A boy sleeps on the floor of Masonic Hall in Cleveland, OH on Tuesday, July 19, 2016.
Maddie McGarvey for The Undefeated
Decades of experience provide the conviction in his voice. But conviction alone doesn’t pay the bills. Peace In The Hood had $91,000 in revenue in 2013, according to IRS records. It has three full-time employees and a host of part-timers.
“Once again, it’s the resources,” he said, lightly slamming his fist on the desk. “It’s the resources that sit in the state capital and in these corporate and philanthropic circles that don’t really understand what we’re talking about and are too arrogant to say I don’t understand.
“And then, you know, OK, we got $100,000 for you, man. All eight or nine of you share that and you gotta make a living off that. That’s insanity, man!”
Insanity comes in many forms. The spirit of Tamir Rice is never far from the city’s consciousness when dealing with issues of community relations and law enforcement. Rice is the 12-year-old infamously killed in November 2014 by police who thought the replica gun Rice was playing with was a real weapon. Neither of the officers involved, Timothy Loehmann and Frank Garmback, faced charges.
“A lot of young people are crystal clear about the dynamics of so-called police-community relations. They’re not judging all white officers because, c’mon, there’s a lot of good white officers,” Samad said. “The young people have been conditioned enough to know when they’re around white officers to be careful, be cautious, because any split second move could cost them their life. As it was in Tamir’s situation.”
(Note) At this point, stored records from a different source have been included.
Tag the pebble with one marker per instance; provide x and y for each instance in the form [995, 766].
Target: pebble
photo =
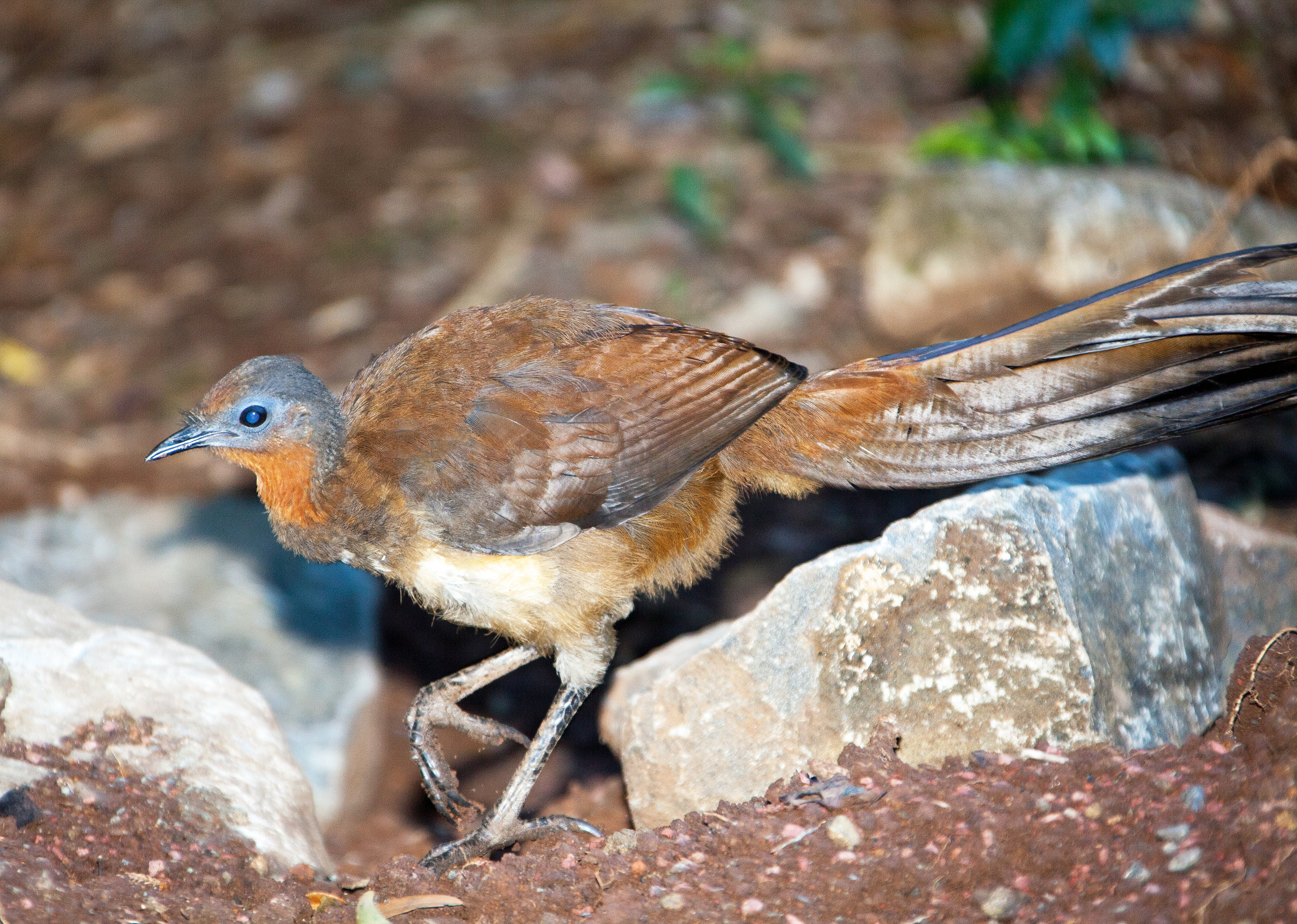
[1185, 859]
[844, 833]
[1173, 833]
[620, 841]
[1002, 902]
[274, 94]
[1138, 871]
[1194, 798]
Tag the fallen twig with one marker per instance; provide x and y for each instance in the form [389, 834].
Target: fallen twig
[1252, 676]
[1209, 240]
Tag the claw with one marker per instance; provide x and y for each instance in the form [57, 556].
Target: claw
[445, 857]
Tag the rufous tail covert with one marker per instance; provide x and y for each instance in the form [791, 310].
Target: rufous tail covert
[532, 467]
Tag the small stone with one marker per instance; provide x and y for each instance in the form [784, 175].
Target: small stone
[17, 805]
[1185, 859]
[1138, 872]
[1194, 798]
[827, 770]
[1001, 902]
[844, 833]
[620, 841]
[274, 94]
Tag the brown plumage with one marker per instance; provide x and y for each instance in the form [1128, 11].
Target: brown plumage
[531, 468]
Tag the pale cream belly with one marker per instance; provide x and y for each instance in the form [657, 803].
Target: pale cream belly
[506, 594]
Rice’s story is only a new installment in the city’s tense history of race relations. However, when discussing Tamir – “All they had to do was pull up at the top of that hill and call out to Tamir saying, ‘Let me see your hands and get down on the ground.’ He would’ve been alive and they wouldn’t be looked at as the clowns and dummies that they were” – he simultaneously shoots down detractors who say crime is a nonissue in the black community.
“Whenever an African-American is murdered in this city, we have collaborating partners, we take the lead on a lot of that stuff, we contact the family members. We arrange for a rally or a vigil because we don’t want people to think these things are normal,” he said. “They’re abnormal.”
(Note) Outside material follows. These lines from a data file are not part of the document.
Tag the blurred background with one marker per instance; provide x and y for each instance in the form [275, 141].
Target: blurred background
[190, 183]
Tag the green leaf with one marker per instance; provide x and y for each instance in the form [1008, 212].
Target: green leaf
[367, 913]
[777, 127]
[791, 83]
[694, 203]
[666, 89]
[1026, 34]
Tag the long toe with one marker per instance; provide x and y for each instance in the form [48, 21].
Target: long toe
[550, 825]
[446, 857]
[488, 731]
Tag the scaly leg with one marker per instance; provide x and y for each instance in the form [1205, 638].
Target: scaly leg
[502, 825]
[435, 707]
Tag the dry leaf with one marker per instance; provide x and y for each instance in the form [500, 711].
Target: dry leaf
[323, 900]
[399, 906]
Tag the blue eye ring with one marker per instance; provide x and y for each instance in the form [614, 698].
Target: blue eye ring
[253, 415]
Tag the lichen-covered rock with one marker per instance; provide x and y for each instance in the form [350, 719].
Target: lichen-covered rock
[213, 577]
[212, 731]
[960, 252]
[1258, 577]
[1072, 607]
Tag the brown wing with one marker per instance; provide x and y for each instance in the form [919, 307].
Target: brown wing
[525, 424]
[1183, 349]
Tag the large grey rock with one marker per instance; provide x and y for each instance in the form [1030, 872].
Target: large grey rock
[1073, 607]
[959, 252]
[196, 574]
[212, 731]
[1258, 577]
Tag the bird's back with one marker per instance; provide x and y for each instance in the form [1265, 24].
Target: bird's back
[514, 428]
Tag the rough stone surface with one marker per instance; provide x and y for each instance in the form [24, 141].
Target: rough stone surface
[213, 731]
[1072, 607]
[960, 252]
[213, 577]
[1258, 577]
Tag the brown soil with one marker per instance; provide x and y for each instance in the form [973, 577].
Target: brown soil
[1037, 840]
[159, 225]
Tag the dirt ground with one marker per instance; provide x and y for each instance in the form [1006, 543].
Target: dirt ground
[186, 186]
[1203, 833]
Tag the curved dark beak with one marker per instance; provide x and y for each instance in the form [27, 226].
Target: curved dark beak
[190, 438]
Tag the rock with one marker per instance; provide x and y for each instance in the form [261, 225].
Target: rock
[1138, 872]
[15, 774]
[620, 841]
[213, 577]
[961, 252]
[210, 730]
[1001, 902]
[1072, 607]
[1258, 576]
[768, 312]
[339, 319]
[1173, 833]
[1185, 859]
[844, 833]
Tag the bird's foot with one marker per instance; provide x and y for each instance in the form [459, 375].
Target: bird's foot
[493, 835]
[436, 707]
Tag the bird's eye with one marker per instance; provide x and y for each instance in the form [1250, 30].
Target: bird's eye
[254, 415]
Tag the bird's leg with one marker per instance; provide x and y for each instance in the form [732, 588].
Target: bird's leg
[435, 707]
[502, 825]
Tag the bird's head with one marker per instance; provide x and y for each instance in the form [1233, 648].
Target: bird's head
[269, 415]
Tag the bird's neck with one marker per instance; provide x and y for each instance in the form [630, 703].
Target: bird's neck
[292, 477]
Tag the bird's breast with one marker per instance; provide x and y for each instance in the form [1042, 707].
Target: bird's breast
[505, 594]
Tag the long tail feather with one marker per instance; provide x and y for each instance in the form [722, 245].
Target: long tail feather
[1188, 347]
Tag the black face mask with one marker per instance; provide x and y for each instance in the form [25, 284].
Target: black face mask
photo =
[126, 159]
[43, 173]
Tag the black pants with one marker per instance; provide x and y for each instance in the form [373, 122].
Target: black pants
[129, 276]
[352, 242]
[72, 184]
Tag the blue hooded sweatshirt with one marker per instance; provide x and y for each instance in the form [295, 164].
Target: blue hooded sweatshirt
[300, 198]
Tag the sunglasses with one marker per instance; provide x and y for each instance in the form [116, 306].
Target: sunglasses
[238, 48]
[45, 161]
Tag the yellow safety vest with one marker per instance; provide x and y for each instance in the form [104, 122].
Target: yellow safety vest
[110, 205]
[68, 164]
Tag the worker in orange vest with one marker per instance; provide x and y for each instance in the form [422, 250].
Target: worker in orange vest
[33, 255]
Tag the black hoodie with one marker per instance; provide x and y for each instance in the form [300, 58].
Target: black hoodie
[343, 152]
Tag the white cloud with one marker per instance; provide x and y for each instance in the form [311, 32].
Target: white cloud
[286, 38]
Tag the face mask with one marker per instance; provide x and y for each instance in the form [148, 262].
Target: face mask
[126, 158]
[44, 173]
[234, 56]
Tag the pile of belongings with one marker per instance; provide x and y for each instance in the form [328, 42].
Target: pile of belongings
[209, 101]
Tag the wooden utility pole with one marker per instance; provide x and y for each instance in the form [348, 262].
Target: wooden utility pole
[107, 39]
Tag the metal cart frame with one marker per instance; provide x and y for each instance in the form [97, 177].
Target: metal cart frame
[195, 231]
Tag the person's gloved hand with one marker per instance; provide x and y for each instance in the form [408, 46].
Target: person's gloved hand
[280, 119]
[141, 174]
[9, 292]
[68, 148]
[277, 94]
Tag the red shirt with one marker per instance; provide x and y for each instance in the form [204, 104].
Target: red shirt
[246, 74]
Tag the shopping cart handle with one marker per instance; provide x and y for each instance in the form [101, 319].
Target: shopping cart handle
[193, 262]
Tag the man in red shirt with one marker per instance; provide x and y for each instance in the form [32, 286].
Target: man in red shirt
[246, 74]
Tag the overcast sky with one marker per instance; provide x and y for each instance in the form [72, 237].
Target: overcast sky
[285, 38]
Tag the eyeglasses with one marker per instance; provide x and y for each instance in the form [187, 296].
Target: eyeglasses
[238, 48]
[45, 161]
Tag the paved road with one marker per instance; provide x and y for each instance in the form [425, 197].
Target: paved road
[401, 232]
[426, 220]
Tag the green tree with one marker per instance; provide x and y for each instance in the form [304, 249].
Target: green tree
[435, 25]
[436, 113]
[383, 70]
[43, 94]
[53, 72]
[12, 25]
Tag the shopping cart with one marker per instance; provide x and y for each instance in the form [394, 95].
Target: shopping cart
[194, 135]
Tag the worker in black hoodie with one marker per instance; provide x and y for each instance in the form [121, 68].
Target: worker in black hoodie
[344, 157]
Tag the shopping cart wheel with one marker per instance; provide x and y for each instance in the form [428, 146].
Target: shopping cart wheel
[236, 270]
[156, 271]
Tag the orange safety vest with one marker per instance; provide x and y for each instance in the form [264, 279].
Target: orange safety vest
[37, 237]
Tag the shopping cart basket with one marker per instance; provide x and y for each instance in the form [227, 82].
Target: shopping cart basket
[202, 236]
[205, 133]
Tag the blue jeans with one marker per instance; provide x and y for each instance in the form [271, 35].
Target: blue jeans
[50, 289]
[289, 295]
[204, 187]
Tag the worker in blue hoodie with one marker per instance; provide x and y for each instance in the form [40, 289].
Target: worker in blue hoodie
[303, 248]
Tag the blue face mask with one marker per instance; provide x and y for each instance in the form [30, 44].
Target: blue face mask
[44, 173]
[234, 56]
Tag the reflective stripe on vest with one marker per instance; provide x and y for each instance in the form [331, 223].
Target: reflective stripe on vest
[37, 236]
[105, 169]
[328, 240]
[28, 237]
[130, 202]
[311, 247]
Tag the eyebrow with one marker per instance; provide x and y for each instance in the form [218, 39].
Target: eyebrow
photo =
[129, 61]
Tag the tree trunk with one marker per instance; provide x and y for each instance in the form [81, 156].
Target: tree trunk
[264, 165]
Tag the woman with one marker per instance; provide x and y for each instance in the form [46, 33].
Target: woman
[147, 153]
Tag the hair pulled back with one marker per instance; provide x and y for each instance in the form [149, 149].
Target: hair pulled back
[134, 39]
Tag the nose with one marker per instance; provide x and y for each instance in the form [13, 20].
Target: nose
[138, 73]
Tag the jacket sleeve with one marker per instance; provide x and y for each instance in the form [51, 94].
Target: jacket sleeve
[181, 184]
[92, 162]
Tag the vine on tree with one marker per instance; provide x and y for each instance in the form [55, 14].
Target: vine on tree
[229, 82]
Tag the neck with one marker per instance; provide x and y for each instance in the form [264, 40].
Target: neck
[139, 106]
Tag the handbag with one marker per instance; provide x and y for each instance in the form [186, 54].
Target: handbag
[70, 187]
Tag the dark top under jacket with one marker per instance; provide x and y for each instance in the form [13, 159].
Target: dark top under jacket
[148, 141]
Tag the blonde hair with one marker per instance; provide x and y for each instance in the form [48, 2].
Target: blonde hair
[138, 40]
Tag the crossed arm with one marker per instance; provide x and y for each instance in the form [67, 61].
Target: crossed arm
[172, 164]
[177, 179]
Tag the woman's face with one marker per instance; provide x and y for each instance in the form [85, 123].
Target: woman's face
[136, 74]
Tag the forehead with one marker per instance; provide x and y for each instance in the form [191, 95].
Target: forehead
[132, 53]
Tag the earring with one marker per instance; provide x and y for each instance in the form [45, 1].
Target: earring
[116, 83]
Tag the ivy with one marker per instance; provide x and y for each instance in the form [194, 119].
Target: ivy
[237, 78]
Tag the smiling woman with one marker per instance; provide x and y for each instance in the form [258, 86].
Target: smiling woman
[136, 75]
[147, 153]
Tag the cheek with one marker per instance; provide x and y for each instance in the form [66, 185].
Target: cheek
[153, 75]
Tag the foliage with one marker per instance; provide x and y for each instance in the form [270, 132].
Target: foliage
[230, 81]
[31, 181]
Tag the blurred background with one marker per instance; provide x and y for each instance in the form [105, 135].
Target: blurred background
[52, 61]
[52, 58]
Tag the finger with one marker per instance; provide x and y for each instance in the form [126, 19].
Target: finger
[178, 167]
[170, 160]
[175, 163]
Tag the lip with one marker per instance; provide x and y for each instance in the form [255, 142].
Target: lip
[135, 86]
Khalid Samad stands in Masonic Hall in Cleveland, OH on Tuesday, July 19, 2016. Samad is a founder of Peace in the Hood, a youth violence, prevention, intervention and educational program that promotes personal responsibility, empowerment and self-sufficiency.
Maddie McGarvey for The Undefeated
As he gets up to leave, he returns again to the convention his city proudly hosts. The kids have long since left. He took genuine offense at the theme of the convention’s first day, “Make America Safe Again.”
It’s hard to understand how to make a country safe again when, in many ways, it never was for people who looked like him.
“If they don’t stop this rhetoric, and stop this bulls— talking, man, and sit down with the real leaders of urban America – which they have not done with the president on down – they’re gonna be responsible, man, for ushering in one of the worst eras of urban strife, violence and bloodshed this country has ever experienced.”